憎悪の空




アイナは自分はまだ正気を保っていると信じたかった。

いや、そう思っている時点でアウトなのよ、とか色々と意見があるのだろうけどその上で自分が正気であると信じたいのだ。

そんな風に思う理由は自分の内面───ではなく正面の光景にある。





「ふっ………どうしたお前ら。残り一枚だぜ」




酒場と宿屋の兼業をしている宿屋の一回の食事処での光景の中、声を発したのは自分が今日出会う予定であった少年。

星海から来た異邦人の少年──アリアンという少年だ。

特徴的な白い髪を目立たせている少年は途轍もなく不敵な笑みを浮かべていた。

その笑みは勝利を確信しているようにしか見えないだろう。





この星では中々見る事が出来ないとんでもないドヤ顔を浮かべている少年はある意味で見事ではあったのだろう───パンツ一丁を晒していなければ




いや負けているじゃないですか、後、一枚なのは貴方の方じゃないですか、というツッコミが思い浮かぶが言葉に出来ない。

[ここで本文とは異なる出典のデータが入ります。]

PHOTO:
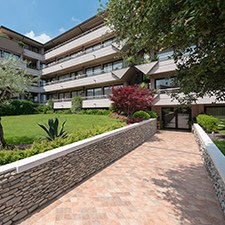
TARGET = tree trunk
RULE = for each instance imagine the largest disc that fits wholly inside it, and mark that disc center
(2, 140)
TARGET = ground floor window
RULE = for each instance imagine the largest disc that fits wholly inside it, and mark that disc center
(217, 111)
(177, 118)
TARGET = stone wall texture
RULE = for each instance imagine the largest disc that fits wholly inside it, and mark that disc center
(217, 176)
(23, 192)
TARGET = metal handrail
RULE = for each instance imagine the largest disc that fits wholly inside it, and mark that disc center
(80, 76)
(75, 56)
(84, 98)
(74, 38)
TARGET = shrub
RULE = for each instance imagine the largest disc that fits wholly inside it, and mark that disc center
(42, 109)
(131, 99)
(76, 104)
(141, 115)
(8, 156)
(134, 120)
(52, 129)
(50, 104)
(18, 107)
(152, 114)
(63, 111)
(209, 123)
(96, 111)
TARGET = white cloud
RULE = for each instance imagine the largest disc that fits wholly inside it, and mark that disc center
(75, 20)
(41, 38)
(62, 30)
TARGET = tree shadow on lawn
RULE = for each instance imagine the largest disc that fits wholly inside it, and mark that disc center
(189, 192)
(20, 140)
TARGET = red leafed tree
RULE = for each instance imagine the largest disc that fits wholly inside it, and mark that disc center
(131, 99)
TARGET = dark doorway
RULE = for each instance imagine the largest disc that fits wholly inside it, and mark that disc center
(176, 118)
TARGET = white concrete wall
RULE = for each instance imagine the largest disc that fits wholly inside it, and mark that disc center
(62, 105)
(97, 79)
(103, 52)
(83, 40)
(96, 103)
(33, 55)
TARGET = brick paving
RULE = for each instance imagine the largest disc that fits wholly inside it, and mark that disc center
(161, 182)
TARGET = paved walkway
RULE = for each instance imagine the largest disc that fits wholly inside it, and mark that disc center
(161, 182)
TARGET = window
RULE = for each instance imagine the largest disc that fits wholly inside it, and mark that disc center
(93, 71)
(64, 77)
(96, 47)
(108, 42)
(97, 70)
(217, 111)
(97, 91)
(90, 92)
(76, 93)
(107, 90)
(88, 50)
(107, 67)
(118, 65)
(61, 95)
(164, 83)
(89, 72)
(67, 95)
(6, 54)
(94, 92)
(55, 96)
(165, 55)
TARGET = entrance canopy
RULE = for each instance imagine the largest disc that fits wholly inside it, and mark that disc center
(146, 68)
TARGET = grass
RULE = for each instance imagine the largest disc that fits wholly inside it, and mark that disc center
(24, 129)
(221, 145)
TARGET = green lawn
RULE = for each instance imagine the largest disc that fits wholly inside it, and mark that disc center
(221, 145)
(24, 129)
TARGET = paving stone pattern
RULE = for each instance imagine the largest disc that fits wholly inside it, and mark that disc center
(22, 193)
(162, 182)
(216, 179)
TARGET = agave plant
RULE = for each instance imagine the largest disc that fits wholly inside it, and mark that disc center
(52, 129)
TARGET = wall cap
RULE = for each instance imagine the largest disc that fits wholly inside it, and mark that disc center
(215, 154)
(36, 160)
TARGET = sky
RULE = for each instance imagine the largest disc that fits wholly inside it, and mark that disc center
(44, 19)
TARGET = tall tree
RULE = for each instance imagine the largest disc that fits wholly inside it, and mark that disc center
(194, 29)
(130, 99)
(13, 80)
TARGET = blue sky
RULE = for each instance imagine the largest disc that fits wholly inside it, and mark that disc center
(45, 19)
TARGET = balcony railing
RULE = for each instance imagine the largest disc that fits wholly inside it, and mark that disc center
(84, 98)
(75, 56)
(167, 90)
(79, 77)
(74, 38)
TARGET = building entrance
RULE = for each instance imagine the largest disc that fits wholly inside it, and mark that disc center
(176, 118)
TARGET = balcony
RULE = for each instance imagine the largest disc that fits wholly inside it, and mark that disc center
(79, 41)
(97, 102)
(33, 55)
(80, 59)
(100, 101)
(84, 80)
(33, 71)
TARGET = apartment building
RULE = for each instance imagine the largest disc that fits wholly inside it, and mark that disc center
(84, 61)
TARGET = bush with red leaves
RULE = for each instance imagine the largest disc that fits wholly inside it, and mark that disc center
(133, 120)
(131, 99)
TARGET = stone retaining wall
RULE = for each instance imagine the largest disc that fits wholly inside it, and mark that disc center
(214, 161)
(27, 184)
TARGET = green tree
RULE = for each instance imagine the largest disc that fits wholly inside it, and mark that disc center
(76, 104)
(13, 80)
(189, 27)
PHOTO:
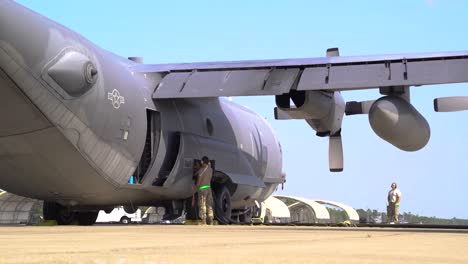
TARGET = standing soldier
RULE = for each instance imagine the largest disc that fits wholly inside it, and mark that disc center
(393, 209)
(205, 197)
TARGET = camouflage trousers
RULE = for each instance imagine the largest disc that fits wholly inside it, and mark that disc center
(205, 205)
(393, 210)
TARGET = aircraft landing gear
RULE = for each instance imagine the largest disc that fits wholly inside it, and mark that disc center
(65, 216)
(246, 218)
(222, 204)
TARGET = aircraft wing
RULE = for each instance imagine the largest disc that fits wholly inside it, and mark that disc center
(332, 73)
(314, 86)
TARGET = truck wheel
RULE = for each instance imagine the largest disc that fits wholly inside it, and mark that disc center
(125, 220)
(87, 218)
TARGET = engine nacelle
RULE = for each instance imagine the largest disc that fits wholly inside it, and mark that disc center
(396, 121)
(323, 111)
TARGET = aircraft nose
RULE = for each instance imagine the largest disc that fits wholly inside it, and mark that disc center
(23, 37)
(19, 62)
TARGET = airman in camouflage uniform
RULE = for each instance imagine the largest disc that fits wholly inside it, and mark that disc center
(205, 197)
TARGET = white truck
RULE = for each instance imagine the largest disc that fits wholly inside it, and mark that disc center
(118, 215)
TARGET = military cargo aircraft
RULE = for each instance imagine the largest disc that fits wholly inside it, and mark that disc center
(84, 129)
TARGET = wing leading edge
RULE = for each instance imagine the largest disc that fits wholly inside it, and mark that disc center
(276, 77)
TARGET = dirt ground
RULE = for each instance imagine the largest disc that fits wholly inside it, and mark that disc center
(229, 244)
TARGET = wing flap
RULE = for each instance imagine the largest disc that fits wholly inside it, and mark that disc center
(275, 77)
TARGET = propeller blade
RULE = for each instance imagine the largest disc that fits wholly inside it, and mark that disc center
(357, 108)
(451, 104)
(335, 153)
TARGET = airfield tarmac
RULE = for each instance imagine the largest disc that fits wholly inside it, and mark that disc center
(229, 244)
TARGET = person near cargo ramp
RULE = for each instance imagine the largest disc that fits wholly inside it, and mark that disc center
(393, 209)
(205, 197)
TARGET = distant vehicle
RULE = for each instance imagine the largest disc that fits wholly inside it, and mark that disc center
(119, 215)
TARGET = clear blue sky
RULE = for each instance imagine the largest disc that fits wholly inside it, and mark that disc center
(433, 181)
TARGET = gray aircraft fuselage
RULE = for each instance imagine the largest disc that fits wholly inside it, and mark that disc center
(77, 138)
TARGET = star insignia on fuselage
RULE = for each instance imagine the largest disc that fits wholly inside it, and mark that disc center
(116, 98)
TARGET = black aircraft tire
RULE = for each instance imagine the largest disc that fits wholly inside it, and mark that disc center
(222, 201)
(49, 210)
(87, 218)
(246, 218)
(64, 215)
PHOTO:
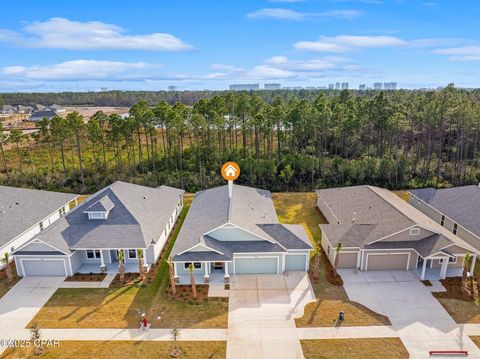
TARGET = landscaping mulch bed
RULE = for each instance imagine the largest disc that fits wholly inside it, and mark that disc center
(184, 294)
(129, 279)
(456, 290)
(86, 277)
(329, 272)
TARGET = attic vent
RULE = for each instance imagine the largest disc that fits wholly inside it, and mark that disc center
(414, 231)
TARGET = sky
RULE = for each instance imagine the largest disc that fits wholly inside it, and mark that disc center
(90, 45)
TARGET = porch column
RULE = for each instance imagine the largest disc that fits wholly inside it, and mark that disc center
(472, 265)
(206, 278)
(227, 276)
(443, 270)
(102, 262)
(422, 277)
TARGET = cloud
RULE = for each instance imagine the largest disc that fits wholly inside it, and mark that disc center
(61, 33)
(288, 14)
(83, 70)
(462, 53)
(344, 43)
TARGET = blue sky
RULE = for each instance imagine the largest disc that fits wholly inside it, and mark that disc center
(88, 45)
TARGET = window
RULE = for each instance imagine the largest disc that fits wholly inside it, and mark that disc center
(93, 254)
(414, 231)
(196, 265)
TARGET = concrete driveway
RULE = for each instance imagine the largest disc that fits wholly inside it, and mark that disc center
(24, 300)
(261, 315)
(418, 318)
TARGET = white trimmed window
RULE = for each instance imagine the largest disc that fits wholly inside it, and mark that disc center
(196, 265)
(93, 254)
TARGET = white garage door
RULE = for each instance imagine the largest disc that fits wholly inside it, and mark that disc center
(258, 265)
(387, 261)
(44, 267)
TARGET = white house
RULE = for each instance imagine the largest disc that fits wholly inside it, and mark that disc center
(122, 217)
(26, 212)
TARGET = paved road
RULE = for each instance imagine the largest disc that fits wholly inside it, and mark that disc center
(261, 315)
(417, 317)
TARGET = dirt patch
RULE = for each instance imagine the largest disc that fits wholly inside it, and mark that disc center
(86, 277)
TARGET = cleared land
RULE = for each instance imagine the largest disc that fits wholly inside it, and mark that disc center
(331, 299)
(370, 348)
(123, 349)
(119, 307)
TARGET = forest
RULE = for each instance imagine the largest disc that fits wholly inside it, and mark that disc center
(282, 142)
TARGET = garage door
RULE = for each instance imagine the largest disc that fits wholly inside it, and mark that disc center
(387, 261)
(44, 267)
(347, 260)
(259, 265)
(295, 262)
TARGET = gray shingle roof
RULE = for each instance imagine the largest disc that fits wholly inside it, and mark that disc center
(250, 209)
(462, 204)
(137, 218)
(368, 214)
(21, 209)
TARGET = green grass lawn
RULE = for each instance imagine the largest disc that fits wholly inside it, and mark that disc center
(301, 208)
(123, 349)
(118, 307)
(371, 348)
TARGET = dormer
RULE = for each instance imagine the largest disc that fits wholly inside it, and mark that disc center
(100, 209)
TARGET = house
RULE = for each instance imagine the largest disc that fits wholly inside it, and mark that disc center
(121, 217)
(380, 231)
(230, 234)
(25, 213)
(40, 115)
(457, 209)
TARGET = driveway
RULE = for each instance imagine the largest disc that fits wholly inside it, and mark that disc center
(23, 301)
(418, 318)
(261, 315)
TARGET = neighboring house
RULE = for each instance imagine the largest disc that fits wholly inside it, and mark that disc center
(227, 235)
(40, 115)
(27, 212)
(121, 217)
(457, 209)
(380, 231)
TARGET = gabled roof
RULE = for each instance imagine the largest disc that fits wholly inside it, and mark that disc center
(250, 209)
(461, 204)
(104, 204)
(138, 217)
(370, 216)
(22, 208)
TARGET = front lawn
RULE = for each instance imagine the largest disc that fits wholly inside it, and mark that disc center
(370, 348)
(123, 349)
(301, 208)
(120, 307)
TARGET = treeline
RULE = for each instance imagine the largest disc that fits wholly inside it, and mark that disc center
(394, 139)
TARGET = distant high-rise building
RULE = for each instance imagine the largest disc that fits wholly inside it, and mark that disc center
(272, 86)
(389, 85)
(244, 87)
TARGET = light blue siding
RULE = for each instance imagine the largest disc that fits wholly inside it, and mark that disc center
(295, 262)
(258, 265)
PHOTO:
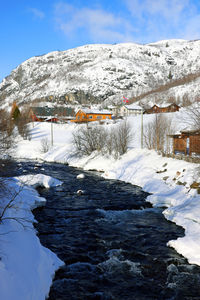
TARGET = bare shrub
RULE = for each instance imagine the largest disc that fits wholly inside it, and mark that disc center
(45, 145)
(194, 116)
(121, 138)
(89, 139)
(155, 133)
(95, 138)
(6, 129)
(22, 124)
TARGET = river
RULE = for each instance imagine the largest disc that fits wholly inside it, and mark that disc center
(112, 241)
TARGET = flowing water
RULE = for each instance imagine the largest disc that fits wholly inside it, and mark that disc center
(112, 241)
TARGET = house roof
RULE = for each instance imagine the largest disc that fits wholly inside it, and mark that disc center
(96, 111)
(52, 111)
(133, 107)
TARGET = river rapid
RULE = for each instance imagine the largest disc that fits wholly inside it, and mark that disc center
(112, 241)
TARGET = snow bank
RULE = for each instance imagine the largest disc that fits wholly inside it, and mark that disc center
(26, 267)
(168, 180)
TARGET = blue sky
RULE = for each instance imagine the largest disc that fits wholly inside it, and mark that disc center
(35, 27)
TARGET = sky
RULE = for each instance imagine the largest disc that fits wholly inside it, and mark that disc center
(34, 27)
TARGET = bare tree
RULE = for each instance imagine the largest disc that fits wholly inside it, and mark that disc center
(6, 129)
(92, 138)
(122, 137)
(156, 131)
(89, 139)
(194, 116)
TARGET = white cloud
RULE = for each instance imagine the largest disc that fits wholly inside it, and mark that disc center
(37, 13)
(141, 21)
(99, 25)
(165, 18)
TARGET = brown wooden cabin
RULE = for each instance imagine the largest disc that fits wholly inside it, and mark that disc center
(87, 115)
(156, 109)
(187, 142)
(50, 114)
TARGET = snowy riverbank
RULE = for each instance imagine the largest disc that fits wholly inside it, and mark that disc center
(168, 180)
(26, 267)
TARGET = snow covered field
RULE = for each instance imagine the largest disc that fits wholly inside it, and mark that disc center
(168, 180)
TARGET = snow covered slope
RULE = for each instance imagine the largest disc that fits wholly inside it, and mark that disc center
(97, 73)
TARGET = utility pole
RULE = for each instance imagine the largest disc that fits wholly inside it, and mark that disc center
(142, 128)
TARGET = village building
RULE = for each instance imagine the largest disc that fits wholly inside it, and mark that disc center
(130, 110)
(162, 109)
(187, 142)
(89, 115)
(51, 114)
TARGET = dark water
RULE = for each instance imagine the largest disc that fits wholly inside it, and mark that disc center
(113, 243)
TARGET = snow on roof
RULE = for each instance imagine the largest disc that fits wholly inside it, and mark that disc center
(134, 107)
(96, 111)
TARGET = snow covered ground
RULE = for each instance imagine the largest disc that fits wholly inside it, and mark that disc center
(26, 267)
(168, 180)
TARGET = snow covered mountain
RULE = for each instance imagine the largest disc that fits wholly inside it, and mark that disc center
(105, 73)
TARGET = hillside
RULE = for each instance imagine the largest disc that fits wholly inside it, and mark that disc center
(105, 73)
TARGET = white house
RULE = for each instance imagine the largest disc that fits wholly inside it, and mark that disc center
(129, 110)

嗚呼………馬鹿って上限を超えるとある種天才みたいな領域に辿り着くんですね………だってまるで理解出来ないですし………




とりあえずカードを持っていて、その上で服を脱いでいるという事は賭けでもしたのだろうという事は分かる。

ただ賭けをしていると思われる相手がとんでもなく狼狽えているのを見ると………賭け自体はこの少年が持ちだしたのか………と思い、しょうがなく滅茶苦茶嫌だが近付いてアリアンに声を掛けた。




「………何をしているんですかアリアンさん」


「ん? ああアイナじゃないか。いや何、暇だからカードゲームに混ぜさせて貰ったんだが折角のゲームだというのに賭けも何もしないんじゃ面白味がねぇじゃねえか。だから負けた奴が脱ぐっていうシンプルなルールにして」


「大敗が続いたせいでパンツ一丁になったと」



応ともよ、と強気に笑う姿は中々格好いいのだがパンツ一丁である。

何故この男は放送倫理寸前に辿り着いているのに強気なのだろうか?

もしかして脱ぎたいのか? 脱ぐ気なのか? 宿屋とはいえ女もそうだが子供もいる朝っぱらからフルオープンするつもりかこの男は。

正気かと問いたい所だが、むしろ狂っていると言って欲しい所である。

ともあれ正気担当としてそろそろ何一つ喜ばしくない脱ぎ芸はお開きにしなくてはいけない。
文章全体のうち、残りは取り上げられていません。